Global services growth geared down a notch in June, recent data showed, supporting the view in financial markets that emerging and developed economies are set to cool off through the second half of the year.
The reports followed a series of similar health-checks on global manufacturing last week which told a similar story and which together could stoke smoldering fears of a double-dip recession in some developed economies.
China's services sector growth slowed to its weakest in 15 months and the surveys showed a similar slowdown from heady rates across Europe, where governments are taking the hatchet to budgets and where consumer spending is already lackluster.
"The euro zone debt crisis and an associated intensified tightening of fiscal policy in a number of countries are having a dampening impact on economic activity across the region," said Howard Archer, chief European economist at IHS Global Insight.
The reports followed news on Friday that the U.S. economy shed 125,000 jobs in June, the largest decline since October, showing the world's largest economy is failing to accelerate on its own as government stimulus fades.
World stocks have tumbled 13 percent over the past two months on fears that the world recovery from the worst recession in generations is faltering, although a U.S. market holiday left them directionless on Monday.
HSBC said its Purchasing Managers' Index (PMI) for China's services sector — which unlike most developed economies, represents less than half of its output — fell to a 15-month low of 55.6 in June from 56.4.

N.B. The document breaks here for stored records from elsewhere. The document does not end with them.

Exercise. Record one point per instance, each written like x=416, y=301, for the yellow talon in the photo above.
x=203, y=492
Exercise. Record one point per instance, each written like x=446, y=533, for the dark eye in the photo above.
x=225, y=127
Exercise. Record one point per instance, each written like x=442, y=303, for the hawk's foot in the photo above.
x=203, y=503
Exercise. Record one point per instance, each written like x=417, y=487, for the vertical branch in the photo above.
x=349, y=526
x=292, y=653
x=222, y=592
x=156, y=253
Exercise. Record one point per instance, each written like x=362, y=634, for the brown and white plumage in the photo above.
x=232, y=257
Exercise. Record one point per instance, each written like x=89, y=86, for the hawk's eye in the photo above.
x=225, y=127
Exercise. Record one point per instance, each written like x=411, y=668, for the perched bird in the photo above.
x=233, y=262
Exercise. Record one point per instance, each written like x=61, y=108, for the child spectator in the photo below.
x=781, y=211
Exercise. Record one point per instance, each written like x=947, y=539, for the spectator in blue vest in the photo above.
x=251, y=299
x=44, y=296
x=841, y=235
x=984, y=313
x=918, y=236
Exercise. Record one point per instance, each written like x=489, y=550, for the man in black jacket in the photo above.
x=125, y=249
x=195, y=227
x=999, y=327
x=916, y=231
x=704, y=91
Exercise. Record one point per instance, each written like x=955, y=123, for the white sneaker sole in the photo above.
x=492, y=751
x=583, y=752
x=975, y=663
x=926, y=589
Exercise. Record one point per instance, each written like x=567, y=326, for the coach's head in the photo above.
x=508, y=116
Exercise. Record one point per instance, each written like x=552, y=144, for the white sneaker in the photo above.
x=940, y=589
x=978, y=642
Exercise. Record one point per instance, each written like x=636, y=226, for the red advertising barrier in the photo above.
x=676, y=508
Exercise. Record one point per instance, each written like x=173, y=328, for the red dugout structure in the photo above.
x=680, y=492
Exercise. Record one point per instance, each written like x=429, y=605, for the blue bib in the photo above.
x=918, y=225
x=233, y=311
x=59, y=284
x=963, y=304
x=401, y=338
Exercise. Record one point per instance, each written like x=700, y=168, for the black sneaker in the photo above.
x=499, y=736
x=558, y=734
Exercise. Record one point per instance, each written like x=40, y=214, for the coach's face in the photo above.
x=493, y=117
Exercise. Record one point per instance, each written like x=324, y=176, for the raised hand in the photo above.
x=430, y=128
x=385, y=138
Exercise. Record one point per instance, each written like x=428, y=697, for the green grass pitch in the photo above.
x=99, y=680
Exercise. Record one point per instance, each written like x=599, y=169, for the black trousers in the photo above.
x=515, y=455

Although that was well above the threshold of 50 that separates expansion from contraction, the loss of momentum, which was also evident in manufacturing, provided more evidence that the Chinese government's tightening campaign is biting.
A similar services index for the U.S., due for release on Tuesday after the Independence Day holiday, is also expected to slip.
A separate report showed British services growth slowed in June, also held back by subdued new business and a record monthly drop in confidence.
The CIPS/Markit Services PMI fell for the third time in four months and more than expected to 54.4, a 10-month low, triggering widespread concern among analysts.
"It is a shockingly weak result for the proponents of a V-shaped recovery in the UK," said Lena Komileva, head of G-7 market economics at Tullett Prebon.
"This is the beginning of a W-shaped scenario as the survey clearly shows the recovery momentum has peaked."
Markit also reported that its comparable euro zone services PMI fell to 55.5 in June from a 33-month high in May, in part thanks to a slowdown in orders for new business.
While that was also at a level pointing to relatively strong growth, most economists expect the quarter just ended to be the peak for this year, with the Reuters consensus showing 0.3 percent quarterly growth for the remainder of this year.
European Central Bank President Jean-Claude Trichet said on Sunday he did "not believe at all" that Europe was facing a double-dip recession, maintaining that budget cuts would help cement Europe's economic recovery.
But economists polled by Reuters three weeks ago, before the latest global slowdown concerns intensified, were already putting the chances of a double-dip recession in the euro area at about one in four.
Uncertainty over the health of the world economy has also pushed back expectations for when major central banks in the developed world will deliver their first interest rate hike from ultra-low levels.
Wall Street dealers polled by Reuters on Friday expect no Federal Reserve interest rate hike this year, although they only ascribed a median 15 percent chance of a double-dip recession in the U.S.